If you’re tired of hearing the LeBron James-to-the-Sixers rumors, well, maybe move out of town.
The latest report connecting the King to the Sixers adds only more fuel to the fire. James is looking to “play off the ball,” according to Chris Broussard of FS1 on Tuesday.
“What I was told is that LeBron has [played on the ball] because he’s never really had a teammate who was a playmaker for other guys,” Broussard said. “Ben Simmons is that [playmaker].”
James has already helped — OK, almost single-handedly gotten — the Cavs to the Eastern Conference Finals. So why come to Philly? Here are four reasons the marriage makes sense.
James has been in the NBA for 15 seasons. For each of those seasons, he’s led his team in assists. He played with point guards like Eric Snow (!) and Mario Chalmers. He also had stints with Mo Williams and Kyrie Ivring, who were more scorers than facilitators. It’s no wonder he’s had to be his team’s primary — and in most cases sole — facilitator.
In his rookie season, Simmons averaged 8.2 assists, far more than any of James’ previous running mates.

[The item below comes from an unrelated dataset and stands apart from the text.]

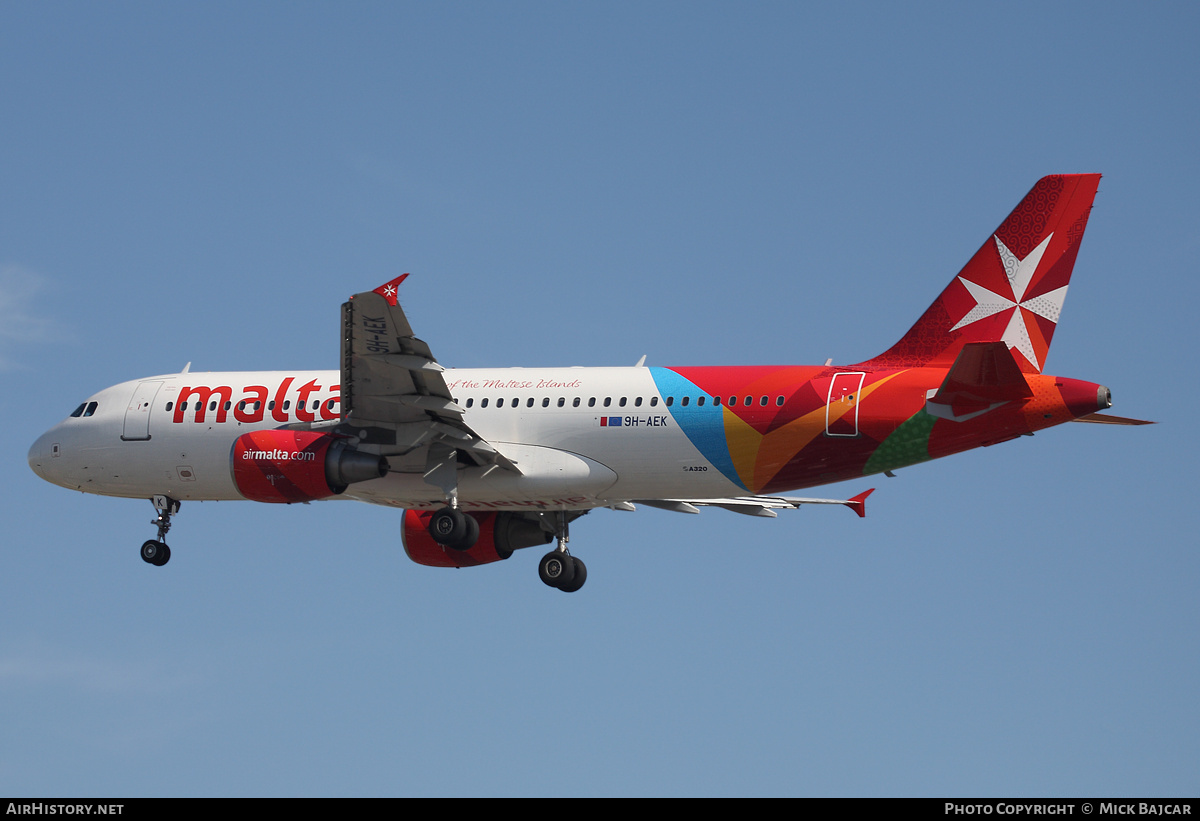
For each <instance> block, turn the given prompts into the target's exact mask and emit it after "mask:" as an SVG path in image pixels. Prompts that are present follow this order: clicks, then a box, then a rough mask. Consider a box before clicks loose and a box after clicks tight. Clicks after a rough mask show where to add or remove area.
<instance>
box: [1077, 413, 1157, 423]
mask: <svg viewBox="0 0 1200 821" xmlns="http://www.w3.org/2000/svg"><path fill="white" fill-rule="evenodd" d="M1072 421H1086V423H1092V424H1096V425H1153V424H1154V423H1152V421H1147V420H1145V419H1129V418H1127V417H1114V415H1111V414H1108V413H1090V414H1087V415H1086V417H1079V418H1078V419H1072Z"/></svg>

If James is truly looking for a “playmaker” so he can play off the ball, Simmons fits the bill.
While all of Philly agonizes over Simmons not having a jumper, James is a shining example of a player’s shot improving. During the first eight seasons of his career, James shot 33 percent from three and 48 percent from the field. Over the second half of his remarkable career, James has improved his percentage from three to 36 percent and his overall percentage to an unreal 54 percent. That number is bonkers for a perimeter player.
At this stage of his career, James is a capable jump shooter. With less pressure to create space for himself and others, James may continue to improve.
King and the Fresh Prince a fit?
A concern that has — for some reason — been raised is the fit of James and Simmons. Monday night’s Game 4 win over the Celtics was a prime example of how the dynamic could work. In case you missed it, T.J. McConnell channeled his inner John Stockton last night. Lost in McConnell’s heroics is that Simmons had his best game of the series.
The Sixers’ win and the effectiveness of both ball handlers shows that a King-Fresh Prince relationship could not only work, but take pressure off both players. I can’t imagine you’ll hear Brett Brown complaining about having too many capable passers on the floor.
Playing with Big Z and The Process
Last but certainly not least, there’s Joel Embiid. Fun fact: James has averaged over 30 points in a season twice in his career. In each of those seasons, he had a healthy and productive Zydrunas Ilgauskas as his second-leading scorer.
It’s not just that a good, scoring big man helped James score at his best clip. When you look at Ilgauskas’ and Embiid’s offensive skillsets, they’re pretty similar. They’re not just lane-clogging bigs. Both have finesse to their game and are able to score outside of the post.
It certainly won’t hurt to have a rim protector of Embiid’s ilk while James chases around younger wings.